Und warum entscheiden sich heterosexuelle Paare für eine Samenspende? Weil es mit dem Kinderwunsch bei Natascha (30) und Mak (33) nicht gleich geklappt hat, ließ Mak aus Interesse sein Sperma untersuchen – und bekam die Schockdiagnose Azoospermie. In seiner Samenflüssigkeit fehlen die Samenzellen komplett. Warum das bei ihm so ist, weiß man nicht. Prinzipiell können hormonelle Veränderungen oder genetische Erkrankungen ein Auslöser sein.
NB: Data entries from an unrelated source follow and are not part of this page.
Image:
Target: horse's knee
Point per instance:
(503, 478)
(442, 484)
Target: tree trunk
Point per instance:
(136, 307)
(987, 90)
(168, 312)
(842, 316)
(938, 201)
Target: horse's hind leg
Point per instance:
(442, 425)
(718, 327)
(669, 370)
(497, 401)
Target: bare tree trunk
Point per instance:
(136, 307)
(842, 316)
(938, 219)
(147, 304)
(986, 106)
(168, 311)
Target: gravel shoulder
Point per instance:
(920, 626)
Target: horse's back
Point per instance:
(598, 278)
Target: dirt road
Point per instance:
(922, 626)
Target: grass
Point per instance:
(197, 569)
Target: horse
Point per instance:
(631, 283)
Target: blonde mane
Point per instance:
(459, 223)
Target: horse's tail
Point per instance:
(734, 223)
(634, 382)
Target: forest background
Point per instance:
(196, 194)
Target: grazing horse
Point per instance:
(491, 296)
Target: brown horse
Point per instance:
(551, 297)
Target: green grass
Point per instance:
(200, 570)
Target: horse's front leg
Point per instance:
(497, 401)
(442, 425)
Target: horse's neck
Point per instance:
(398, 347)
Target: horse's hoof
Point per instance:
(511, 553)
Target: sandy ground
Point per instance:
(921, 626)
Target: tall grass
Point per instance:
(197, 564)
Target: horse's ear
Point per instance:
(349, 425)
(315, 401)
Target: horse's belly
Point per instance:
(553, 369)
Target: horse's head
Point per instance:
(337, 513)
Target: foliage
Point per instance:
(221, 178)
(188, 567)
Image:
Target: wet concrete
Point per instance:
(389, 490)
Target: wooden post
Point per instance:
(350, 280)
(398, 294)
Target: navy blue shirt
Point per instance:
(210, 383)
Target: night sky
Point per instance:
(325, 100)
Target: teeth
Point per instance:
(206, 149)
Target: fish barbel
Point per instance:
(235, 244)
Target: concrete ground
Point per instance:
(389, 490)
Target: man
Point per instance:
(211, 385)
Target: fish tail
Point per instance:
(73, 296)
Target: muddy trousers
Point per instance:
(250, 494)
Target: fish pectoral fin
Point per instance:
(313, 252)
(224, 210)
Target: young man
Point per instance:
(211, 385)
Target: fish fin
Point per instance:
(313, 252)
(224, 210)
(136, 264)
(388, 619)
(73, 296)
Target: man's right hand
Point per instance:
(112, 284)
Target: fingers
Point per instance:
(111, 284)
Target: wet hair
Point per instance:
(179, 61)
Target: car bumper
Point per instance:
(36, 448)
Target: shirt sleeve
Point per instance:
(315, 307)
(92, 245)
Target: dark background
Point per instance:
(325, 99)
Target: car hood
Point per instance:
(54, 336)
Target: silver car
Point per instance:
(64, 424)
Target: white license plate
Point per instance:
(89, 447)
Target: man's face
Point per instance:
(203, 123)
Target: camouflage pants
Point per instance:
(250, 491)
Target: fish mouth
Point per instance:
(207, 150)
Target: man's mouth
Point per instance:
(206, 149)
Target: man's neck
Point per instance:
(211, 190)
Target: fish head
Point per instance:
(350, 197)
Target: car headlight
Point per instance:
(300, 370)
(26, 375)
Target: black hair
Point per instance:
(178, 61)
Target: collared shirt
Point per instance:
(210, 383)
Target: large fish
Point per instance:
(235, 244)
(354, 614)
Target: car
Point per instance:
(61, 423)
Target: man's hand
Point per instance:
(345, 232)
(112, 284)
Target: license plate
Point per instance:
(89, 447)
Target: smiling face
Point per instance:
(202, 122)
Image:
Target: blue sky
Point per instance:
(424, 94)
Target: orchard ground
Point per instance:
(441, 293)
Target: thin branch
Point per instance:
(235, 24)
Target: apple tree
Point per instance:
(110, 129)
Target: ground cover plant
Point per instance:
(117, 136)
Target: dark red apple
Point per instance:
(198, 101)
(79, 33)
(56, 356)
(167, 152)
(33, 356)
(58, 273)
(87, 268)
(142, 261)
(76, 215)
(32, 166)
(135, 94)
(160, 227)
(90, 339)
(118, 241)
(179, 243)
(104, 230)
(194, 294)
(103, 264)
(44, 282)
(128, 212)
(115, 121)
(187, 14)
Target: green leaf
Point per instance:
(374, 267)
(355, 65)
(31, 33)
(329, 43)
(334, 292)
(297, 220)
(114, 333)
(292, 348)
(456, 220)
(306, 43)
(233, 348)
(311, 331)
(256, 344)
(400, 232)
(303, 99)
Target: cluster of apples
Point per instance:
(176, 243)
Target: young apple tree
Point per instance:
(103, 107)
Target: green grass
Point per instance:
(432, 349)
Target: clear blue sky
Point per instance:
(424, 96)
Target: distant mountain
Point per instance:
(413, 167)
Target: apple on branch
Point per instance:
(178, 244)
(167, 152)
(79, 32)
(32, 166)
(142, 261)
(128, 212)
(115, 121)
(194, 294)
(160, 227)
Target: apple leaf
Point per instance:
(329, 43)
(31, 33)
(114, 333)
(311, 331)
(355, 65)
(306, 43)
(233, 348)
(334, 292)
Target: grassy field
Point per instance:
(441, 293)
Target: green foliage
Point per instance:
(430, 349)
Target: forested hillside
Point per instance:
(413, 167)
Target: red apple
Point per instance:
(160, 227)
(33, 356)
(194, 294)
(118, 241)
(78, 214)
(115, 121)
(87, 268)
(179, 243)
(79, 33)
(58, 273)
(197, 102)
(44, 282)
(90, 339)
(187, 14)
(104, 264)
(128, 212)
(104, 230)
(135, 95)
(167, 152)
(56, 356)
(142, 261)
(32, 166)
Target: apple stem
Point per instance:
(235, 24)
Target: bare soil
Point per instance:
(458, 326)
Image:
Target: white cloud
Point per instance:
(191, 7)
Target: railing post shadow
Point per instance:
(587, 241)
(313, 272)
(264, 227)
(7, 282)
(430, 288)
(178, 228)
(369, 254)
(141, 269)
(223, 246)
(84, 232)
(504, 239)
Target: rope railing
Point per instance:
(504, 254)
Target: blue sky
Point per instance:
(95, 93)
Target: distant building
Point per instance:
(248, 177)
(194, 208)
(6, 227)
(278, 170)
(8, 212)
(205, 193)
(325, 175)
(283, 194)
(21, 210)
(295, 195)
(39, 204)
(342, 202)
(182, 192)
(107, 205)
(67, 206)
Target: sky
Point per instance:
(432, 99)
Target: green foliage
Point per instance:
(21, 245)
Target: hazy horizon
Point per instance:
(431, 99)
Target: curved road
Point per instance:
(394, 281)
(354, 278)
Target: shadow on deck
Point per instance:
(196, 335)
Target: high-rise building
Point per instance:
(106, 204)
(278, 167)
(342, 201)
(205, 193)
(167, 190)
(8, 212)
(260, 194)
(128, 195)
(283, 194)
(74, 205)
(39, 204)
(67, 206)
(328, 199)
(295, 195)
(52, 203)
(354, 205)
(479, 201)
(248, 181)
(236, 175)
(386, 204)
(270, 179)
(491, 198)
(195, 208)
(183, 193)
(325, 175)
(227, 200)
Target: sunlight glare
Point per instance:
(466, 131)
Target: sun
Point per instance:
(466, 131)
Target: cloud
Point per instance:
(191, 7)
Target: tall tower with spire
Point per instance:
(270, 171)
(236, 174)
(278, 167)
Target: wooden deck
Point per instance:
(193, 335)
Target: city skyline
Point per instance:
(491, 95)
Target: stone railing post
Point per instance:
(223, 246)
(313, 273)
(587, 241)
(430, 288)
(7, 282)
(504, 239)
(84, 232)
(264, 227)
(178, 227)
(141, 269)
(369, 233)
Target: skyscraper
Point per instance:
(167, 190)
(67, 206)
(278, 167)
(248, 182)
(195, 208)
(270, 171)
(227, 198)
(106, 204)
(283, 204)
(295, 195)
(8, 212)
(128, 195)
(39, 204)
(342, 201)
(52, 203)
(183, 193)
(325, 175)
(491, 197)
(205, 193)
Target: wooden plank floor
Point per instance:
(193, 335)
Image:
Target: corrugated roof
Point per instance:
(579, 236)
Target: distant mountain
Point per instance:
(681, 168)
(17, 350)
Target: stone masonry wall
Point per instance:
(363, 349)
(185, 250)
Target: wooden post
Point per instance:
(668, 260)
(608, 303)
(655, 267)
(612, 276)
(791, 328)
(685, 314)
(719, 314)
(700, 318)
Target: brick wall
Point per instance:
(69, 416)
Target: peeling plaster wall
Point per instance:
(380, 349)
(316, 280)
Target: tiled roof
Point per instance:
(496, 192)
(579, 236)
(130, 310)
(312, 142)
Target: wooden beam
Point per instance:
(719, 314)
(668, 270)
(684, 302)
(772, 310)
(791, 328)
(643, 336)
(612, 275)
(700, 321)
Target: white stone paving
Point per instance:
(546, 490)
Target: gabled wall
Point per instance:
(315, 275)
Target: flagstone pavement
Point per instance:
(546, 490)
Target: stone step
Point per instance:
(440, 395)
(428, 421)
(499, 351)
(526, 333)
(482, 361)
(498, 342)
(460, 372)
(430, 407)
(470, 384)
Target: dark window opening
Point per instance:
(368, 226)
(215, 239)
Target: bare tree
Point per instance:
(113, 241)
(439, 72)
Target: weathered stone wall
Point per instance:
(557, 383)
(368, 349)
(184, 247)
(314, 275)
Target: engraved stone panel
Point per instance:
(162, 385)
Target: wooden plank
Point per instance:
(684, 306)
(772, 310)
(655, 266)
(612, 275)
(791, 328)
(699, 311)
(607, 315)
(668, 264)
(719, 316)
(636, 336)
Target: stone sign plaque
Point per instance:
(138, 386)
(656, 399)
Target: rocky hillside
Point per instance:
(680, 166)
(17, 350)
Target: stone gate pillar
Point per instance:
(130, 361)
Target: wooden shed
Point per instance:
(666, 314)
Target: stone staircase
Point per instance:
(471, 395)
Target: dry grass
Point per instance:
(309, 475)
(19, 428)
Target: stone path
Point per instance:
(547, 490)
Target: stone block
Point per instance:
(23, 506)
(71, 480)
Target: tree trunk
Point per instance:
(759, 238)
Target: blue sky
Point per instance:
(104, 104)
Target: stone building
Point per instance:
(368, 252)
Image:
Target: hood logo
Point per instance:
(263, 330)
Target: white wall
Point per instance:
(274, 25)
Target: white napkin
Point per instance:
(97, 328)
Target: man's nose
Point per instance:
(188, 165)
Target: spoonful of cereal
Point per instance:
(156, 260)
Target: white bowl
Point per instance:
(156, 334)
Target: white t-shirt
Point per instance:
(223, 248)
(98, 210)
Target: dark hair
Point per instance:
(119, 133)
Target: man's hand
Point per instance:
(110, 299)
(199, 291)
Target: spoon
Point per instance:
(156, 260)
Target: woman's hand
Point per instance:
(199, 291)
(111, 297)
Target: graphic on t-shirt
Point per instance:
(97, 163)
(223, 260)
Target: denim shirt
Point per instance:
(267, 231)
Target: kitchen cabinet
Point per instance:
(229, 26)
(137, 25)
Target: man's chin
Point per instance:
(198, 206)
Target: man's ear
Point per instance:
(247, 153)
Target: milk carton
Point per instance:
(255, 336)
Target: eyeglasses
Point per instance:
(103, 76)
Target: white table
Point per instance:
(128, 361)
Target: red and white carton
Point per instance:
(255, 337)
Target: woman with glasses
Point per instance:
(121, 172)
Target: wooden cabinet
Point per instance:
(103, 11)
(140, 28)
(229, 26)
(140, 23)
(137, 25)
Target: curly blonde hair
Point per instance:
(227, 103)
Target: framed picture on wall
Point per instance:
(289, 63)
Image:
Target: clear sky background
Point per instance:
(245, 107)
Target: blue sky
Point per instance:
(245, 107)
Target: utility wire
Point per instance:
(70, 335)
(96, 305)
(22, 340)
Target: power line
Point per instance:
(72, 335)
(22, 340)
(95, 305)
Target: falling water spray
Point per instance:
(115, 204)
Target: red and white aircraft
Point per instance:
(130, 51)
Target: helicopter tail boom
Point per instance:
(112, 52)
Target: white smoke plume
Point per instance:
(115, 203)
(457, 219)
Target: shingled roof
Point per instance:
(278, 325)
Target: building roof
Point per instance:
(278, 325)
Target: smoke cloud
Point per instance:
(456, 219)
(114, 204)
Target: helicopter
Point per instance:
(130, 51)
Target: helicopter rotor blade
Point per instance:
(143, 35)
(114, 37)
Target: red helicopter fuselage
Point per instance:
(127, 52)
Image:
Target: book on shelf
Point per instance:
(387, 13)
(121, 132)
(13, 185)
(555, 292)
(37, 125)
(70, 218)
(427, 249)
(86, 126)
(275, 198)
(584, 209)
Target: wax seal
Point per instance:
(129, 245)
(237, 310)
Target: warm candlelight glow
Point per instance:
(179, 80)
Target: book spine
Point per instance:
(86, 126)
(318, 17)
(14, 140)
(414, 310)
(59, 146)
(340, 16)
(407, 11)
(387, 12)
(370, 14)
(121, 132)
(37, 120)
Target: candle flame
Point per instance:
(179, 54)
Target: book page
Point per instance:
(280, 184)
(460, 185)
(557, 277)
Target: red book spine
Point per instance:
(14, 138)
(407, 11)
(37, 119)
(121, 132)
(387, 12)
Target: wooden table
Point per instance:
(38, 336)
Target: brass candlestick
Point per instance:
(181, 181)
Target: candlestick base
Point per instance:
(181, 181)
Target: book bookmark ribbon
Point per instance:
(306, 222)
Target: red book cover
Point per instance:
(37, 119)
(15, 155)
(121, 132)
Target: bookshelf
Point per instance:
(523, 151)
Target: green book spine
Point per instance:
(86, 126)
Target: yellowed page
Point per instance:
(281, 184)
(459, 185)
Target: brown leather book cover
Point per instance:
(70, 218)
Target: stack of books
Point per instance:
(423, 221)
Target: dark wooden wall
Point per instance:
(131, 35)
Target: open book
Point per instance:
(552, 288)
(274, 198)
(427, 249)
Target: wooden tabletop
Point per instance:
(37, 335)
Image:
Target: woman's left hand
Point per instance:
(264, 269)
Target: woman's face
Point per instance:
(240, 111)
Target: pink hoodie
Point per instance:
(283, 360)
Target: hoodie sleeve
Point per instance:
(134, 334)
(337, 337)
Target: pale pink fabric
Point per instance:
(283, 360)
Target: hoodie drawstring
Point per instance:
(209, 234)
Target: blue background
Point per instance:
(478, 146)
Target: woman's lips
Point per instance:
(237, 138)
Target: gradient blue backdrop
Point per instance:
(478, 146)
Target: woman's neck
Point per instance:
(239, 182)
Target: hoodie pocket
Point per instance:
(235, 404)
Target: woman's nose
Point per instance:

Natascha und Mak zeigen ein Herz
Im März ist es so weit, dann kommt das Baby von Natascha (30) und Mak (33) auf die Welt. Weil in seiner Samenflüssigkeit die Spermien fehlen, haben sie sich für eine Samenspende entschieden. Das soll das Baby von Anfang an wissen. Sie arbeiten jetzt schon an einem Kinderbuch, das ihm seine Geschichte erzählen wird.
@ Regine Hendrich

Zwei – äußerst schmerzhafte – Hodenpunktionen später war klar, es klappt nicht mit der Befruchtung. Die Entscheidung für die Samenspende war für das Paar die logische Konsequenz. Emotional schwierig wurde es für Mak aber, als es darum ging, das genaue Profil des Spenders auszuwählen. "Ich hatte einige schlaflose Nächte", erzählt Mak. "Das entscheidet man nicht leichtherzig, ich habe mir auch die Frage gestellt, wie das Baby eine Bindung zu mir aufbauen wird."

Im Fall der beiden waren auch mit Spendersamen mehrere Versuche nötig, bis es tatsächlich zu einer erfolgreichen Schwangerschaft kam. Natascha meint: "Ich habe den Eindruck, dass es auch bei mir nicht so einfach klappte. Das hat es irgendwie leichter gemacht. Bei uns hat sich zwar nie die Frage gestellt, wer 'schuld' ist, das wäre Blödsinn – trotzdem hat es Druck rausgenommen."

In knapp zwei Monaten ist der Geburtstermin. Dass ihr Baby mithilfe einer Spende entstanden ist, wird kein Geheimnis bleiben. Schon jetzt arbeiten die beiden an einem Kinderbuch, mit dem sie ihm seine Geschichte von Anfang an erzählen wollen. Mak und Natascha strahlen, während sie das berichten.

Am Ende ist es nicht mehr wichtig, wer der Spender ist. "Ist das Baby da, sehen wir nur unendliche Liebe bei den Eltern, egal welche Bedenken und Ängste es am Anfang womöglich gab", berichtet auch Arndal-Lauritzen. "Das macht unsere Arbeit so schön. Wo sonst bekommt man so viele Nachrichten, die einfach voller Glück und Dankbarkeit sind?" (Pia Kruckenhauser, 27.1.2024)

Transparenzhinweis: Die Reise nach Kopenhagen erfolgte mit finanzieller Unterstützung der European Sperm Bank.